Thiazolidinedione Safety and Efficacy in Ambulatory Patients Receiving Hemodialysis

Harold J. Manley, Pharm.D., Nicole M. Allcock, Pharm.D.


Pharmacotherapy. 2003;23(7) 

In This Article


This study was a retrospective chart review of patients receiving hemodialysis at our ambulatory hemodialysis clinic (Dialysis Clinic, Inc., Kansas City, MO) who were prescribed either rosiglitazone or pioglitazone from April 2001-May 2002. The adult health sciences investigational review board of the University of Missouri-Kansas City approved the protocol and data collection.

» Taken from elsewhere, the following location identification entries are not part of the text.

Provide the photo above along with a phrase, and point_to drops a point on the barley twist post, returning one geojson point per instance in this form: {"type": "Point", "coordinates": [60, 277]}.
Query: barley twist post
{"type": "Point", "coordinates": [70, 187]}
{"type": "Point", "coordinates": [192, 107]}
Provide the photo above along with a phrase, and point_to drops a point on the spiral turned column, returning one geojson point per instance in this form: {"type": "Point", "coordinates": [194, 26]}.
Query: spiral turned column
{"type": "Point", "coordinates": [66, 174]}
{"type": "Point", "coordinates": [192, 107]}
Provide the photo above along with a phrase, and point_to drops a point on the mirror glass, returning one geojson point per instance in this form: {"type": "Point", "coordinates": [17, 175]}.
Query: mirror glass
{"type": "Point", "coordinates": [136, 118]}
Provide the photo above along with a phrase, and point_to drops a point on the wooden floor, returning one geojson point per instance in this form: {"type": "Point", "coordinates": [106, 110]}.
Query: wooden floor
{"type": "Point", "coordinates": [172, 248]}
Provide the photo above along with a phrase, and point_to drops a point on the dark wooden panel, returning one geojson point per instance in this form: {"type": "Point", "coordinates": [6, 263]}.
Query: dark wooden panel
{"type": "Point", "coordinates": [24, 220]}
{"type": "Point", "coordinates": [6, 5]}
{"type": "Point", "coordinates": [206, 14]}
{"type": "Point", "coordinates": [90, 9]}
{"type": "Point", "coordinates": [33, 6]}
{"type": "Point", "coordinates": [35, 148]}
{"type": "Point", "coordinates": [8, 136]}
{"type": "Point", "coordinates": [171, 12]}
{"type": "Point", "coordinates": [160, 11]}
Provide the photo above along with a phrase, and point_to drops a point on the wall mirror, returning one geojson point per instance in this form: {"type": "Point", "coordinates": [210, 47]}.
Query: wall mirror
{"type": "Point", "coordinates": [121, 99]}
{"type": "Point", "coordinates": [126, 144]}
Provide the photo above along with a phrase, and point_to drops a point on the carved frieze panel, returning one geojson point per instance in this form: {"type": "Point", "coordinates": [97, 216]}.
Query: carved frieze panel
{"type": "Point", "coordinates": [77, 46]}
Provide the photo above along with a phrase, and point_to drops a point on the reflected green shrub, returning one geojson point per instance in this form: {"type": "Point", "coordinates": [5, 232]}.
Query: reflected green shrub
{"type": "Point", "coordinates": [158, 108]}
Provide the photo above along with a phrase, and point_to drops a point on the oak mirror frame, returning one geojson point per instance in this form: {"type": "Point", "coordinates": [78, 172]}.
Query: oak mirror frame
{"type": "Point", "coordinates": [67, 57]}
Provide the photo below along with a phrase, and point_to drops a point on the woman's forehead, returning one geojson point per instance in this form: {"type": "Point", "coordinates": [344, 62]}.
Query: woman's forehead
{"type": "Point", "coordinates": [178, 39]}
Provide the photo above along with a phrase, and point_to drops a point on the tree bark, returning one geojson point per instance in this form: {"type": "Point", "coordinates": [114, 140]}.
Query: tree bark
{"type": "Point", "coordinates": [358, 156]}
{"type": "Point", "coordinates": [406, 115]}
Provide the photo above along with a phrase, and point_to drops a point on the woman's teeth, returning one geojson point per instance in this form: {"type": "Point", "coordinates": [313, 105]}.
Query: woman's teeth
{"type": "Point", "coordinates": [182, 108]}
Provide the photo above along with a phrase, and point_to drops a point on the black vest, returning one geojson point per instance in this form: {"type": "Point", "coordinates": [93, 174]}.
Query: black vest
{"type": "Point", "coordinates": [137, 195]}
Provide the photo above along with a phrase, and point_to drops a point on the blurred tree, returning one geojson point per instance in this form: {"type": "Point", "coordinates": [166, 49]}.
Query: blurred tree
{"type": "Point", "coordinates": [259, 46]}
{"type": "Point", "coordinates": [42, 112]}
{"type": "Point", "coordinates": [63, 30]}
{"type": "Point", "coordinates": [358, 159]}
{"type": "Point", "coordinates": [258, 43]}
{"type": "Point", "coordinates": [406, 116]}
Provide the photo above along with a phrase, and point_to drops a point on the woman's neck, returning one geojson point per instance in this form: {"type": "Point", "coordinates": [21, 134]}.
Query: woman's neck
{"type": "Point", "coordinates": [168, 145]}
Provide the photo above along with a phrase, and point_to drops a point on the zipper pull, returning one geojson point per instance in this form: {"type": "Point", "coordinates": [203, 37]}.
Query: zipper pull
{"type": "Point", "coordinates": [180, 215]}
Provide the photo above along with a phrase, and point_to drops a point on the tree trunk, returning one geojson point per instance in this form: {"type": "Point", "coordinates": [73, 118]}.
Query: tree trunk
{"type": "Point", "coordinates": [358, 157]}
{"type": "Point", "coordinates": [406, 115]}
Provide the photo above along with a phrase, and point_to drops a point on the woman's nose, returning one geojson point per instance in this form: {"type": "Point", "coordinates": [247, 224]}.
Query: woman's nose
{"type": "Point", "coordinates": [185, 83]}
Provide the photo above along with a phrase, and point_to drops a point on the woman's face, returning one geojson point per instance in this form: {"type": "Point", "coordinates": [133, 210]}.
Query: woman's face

All patients were under the care of the same group of nephrologists. All patient information was obtained from medical charts and the electronic medical information system. Demographic data collected were age, sex, cause and start date of ESRD, comorbid conditions, drug profile, hospitalization dates, and reason for admission. Laboratory values were obtained for hematocrit, iron indexes (transferrin saturation and ferritin), mean corpuscular volume, and A1C; body weight before and after dialysis, and predialysis systolic and diastolic blood pressures also were measured.

Thiazolidinedione-induced anemia was defined as increases in mean erythropoietin dose requirements after controlling for iron deficiency (transferrin saturation, mean corpuscular volume, and serum ferritin) and blood loss. Thiazolidinedione-induced hypertension was defined as a clinically significant increase in blood pressure of ≥ 5 mm Hg or more from baseline after controlling for any change in antihypertensive drug regimen or target dry weight. Hospitalizations for new or worsening chronic heart failure were recorded. Thiazolidinedione-induced changes in water balance were determined by comparing average interdialytic weight gain before and after the start of thiazolidinedione therapy after any change in target dry weight. Change in A1C values were reviewed to evaluate the efficacy of rosiglitazone and pioglitazone after controlling for any change in insulin or any other oral hypoglycemic drug regimen. All monitoring parameters of thiazolidinedione effects were evaluated for 3 months before and after thiazolidinedione therapy was begun.

Patient data were separated into three groups: rosiglitazone therapy only, pioglitazone therapy only, and the composite of all patients who received either rosiglitazone or pioglitazone therapy. Continuous variables (age, duration of ESRD, weight before and after treatment, hematocrit, erythropoietin dose, ferritin, transferrin saturation, mean corpuscular volume, and A1C) were expressed as mean ± SD. Discrete variables (sex, number of hospitalizations for chronic heart failure) were expressed as counts. Discrete and continuous variables were compared by using 2 analysis and paired Student's t test, respectively. Between-group comparisons in weight before and after treatment, hematocrit, erythropoietin dose, A1C, and number of hospital admissions were evaluated using analysis of variance. All statistical tests were two-sided; an a priori level less than 0.05 was considered significant. Analyses were conducted using SPSS software, version 10.0.7 (SPSS Inc., Chicago, IL).